Monday, October 1, 2018

10.01.18 Becomes her treasure - Inlay Jewelry - Part 2

After completing the frames for both pairs of earrings, it was time to start cutting and shaping the stones to fit the finished settings.

Using the lapidary equipment was a totally new experience for me - and while I was glad for the opportunity - by the end of the weekend my fingers were pretty chewed up, so my lapidary vendors don't need to worry that I'm going to start cutting my own stones.

The first step was to take the broken pieces of stone to the saw, and cut them down so that they were close to the size of the settings

This was the first of several very messy steps...not that working with metal is particularly clean or neat, but you keep the lapidary saw lubricated with oil, which flies pretty much everywhere as you cut (those are garbage bags taped to the wall to protect them from the spray).

After the saw, I moved - with my very small pieces of stone - to the grinding wheels - which you also have to keep wet, with water - to shape the pieces more precisely so they would fit into the settings. Moving from left to right, you take away smaller and smaller amounts of stone from the surface with increasingly fine levels of grit.

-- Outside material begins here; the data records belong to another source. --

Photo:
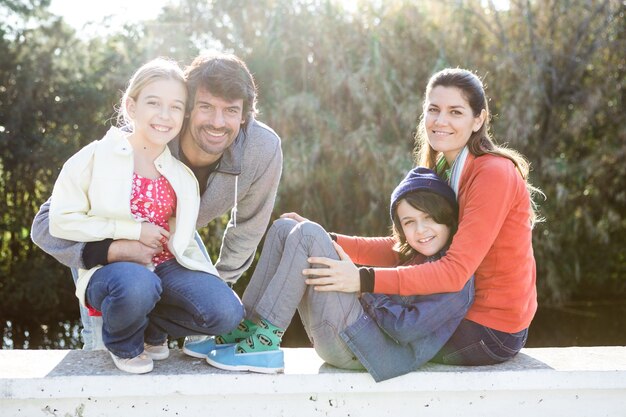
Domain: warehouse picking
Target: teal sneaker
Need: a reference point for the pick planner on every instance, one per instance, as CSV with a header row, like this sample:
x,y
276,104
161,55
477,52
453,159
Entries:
x,y
200,348
268,362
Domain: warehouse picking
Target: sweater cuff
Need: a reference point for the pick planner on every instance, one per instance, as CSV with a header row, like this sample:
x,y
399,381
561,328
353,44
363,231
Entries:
x,y
367,279
96,253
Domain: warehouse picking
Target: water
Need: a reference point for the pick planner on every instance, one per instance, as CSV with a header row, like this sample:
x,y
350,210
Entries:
x,y
598,323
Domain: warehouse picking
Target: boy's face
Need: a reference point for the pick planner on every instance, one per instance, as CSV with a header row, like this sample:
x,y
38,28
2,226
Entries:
x,y
422,232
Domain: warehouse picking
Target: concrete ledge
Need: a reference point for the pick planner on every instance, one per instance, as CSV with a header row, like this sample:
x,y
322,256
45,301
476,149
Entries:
x,y
538,382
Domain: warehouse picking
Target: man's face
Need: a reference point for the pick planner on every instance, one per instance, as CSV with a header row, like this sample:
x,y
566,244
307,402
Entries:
x,y
214,123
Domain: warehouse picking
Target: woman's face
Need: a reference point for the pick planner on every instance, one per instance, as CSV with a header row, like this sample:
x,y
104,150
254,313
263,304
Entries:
x,y
449,121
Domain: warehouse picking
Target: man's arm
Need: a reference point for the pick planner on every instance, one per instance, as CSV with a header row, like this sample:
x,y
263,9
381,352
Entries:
x,y
253,214
67,252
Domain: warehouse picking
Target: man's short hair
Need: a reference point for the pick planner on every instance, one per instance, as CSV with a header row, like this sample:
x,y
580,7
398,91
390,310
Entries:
x,y
224,76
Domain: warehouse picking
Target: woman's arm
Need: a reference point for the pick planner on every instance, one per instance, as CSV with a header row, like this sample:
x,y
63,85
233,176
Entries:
x,y
489,195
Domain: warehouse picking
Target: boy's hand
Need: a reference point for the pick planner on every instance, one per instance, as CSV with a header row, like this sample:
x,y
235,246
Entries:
x,y
340,275
153,236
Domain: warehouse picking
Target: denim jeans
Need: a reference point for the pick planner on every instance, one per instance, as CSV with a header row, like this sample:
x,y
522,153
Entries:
x,y
475,344
91,333
277,289
140,306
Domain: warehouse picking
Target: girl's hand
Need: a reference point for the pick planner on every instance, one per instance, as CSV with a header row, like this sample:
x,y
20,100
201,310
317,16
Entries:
x,y
340,275
153,236
294,216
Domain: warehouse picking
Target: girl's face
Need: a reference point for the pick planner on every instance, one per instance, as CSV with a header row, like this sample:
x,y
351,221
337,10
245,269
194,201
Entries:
x,y
158,112
422,232
449,121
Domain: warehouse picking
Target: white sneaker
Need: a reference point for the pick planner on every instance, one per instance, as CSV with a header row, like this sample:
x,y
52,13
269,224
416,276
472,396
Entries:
x,y
157,352
138,365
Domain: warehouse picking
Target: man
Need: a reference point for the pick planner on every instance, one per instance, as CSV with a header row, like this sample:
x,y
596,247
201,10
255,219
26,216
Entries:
x,y
237,161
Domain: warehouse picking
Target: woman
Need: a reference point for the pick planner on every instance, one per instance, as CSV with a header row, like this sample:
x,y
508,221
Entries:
x,y
493,241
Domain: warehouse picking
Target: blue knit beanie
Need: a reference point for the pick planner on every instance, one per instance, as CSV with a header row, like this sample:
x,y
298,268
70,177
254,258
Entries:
x,y
423,179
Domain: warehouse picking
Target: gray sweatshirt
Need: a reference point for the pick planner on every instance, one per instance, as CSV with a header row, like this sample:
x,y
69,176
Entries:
x,y
245,183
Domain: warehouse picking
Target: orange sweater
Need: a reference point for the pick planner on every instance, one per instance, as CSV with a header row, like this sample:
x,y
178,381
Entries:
x,y
493,239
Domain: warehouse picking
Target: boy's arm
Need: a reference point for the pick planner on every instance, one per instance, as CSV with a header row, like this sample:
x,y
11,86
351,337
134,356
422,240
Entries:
x,y
86,255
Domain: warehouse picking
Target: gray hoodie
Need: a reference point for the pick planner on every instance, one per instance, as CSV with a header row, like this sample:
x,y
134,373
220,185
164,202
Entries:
x,y
245,183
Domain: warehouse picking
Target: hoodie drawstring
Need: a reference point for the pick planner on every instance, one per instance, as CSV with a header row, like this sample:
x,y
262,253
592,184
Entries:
x,y
233,213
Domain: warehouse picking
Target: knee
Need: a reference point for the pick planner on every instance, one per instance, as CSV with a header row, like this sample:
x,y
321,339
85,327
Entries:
x,y
283,227
140,288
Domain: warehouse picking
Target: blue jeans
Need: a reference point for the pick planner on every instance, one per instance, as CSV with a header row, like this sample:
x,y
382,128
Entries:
x,y
475,344
140,306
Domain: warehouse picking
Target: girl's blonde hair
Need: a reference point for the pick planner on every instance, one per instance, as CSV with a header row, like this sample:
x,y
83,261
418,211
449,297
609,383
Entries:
x,y
155,70
480,142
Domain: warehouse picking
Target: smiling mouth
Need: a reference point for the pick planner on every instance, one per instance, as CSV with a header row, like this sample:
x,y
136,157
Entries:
x,y
215,133
161,128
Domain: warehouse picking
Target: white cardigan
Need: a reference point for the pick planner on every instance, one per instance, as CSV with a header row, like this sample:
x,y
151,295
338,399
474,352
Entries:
x,y
91,202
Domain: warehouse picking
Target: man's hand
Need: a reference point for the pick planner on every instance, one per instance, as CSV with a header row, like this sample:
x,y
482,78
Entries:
x,y
131,251
153,235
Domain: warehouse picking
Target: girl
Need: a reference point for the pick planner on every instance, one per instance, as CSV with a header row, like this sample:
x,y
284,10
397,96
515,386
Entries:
x,y
388,335
129,186
494,241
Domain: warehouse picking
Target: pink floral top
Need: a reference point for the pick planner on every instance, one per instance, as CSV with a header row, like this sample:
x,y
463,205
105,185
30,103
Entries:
x,y
155,201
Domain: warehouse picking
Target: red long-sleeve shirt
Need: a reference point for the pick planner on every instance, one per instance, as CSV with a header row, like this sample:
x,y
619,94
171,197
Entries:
x,y
493,241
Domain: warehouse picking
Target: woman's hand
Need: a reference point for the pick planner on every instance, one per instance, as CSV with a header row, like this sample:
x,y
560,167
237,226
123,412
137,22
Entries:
x,y
340,275
153,236
294,216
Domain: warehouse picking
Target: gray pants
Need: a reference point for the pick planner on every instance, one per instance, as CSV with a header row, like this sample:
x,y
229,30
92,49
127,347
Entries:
x,y
277,289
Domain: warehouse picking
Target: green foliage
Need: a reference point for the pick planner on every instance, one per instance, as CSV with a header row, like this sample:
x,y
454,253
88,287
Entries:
x,y
344,91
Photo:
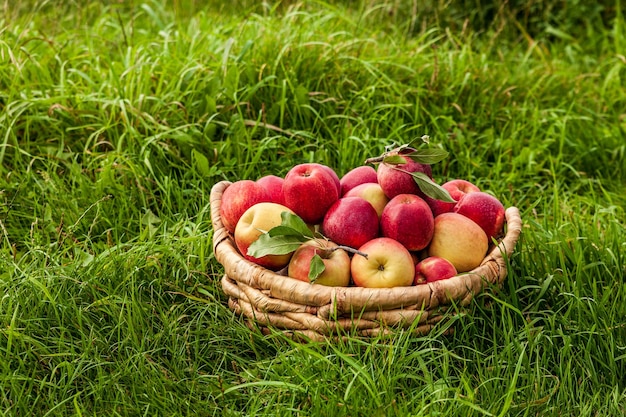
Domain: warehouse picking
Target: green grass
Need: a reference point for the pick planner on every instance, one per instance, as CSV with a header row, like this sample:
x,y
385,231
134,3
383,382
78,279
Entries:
x,y
118,119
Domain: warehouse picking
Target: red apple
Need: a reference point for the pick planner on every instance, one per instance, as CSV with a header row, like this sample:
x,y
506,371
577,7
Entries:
x,y
335,178
274,187
395,179
408,219
237,198
459,240
255,221
371,192
360,175
309,190
351,221
336,263
388,264
456,188
486,210
433,269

It took a while to get the stones to fit - and with the first pair - I actually ground the spectrolite a little small...but inlay involves using jewelers epoxy to set the stones, so I was able to make them work.

Because the spectrolite is dark, Steve instructed me to mix some crushed charcoal into the epoxy to fill the space between the stone and the silver. I wasn't sure how I felt about this - but he assured me that I would be pleased with the result.

While waiting for the first pair of earrings to cure (it sets pretty quickly, but for the best results, we waited 24 hours to do the final grinding and polishing), we moved on to the second pair of earrings and repeated the process.

When both pairs of earrings were fully cured, it was time to go back to the wheels, grind away the excess stone, and put them on the polishing wheels.

When doing inlay, the stones are set so that they are taller than the metal frame, and they are finished by grinding down both the metal and stone.  We ground the howlite/spectrolite pair down to a flat surface to bring out the flash in the stones, but opted for a domed surface on the turquoise pair to show off as much of the matrix as possible.

Steve, of course, was right that I would be pleased with the outcome...and honestly, I was more than that, I was thrilled!

Both pairs have entered into frequent wardrobe rotation - and while I'm not sure I'll do any more inlay on my own, I definitely glad for the experience.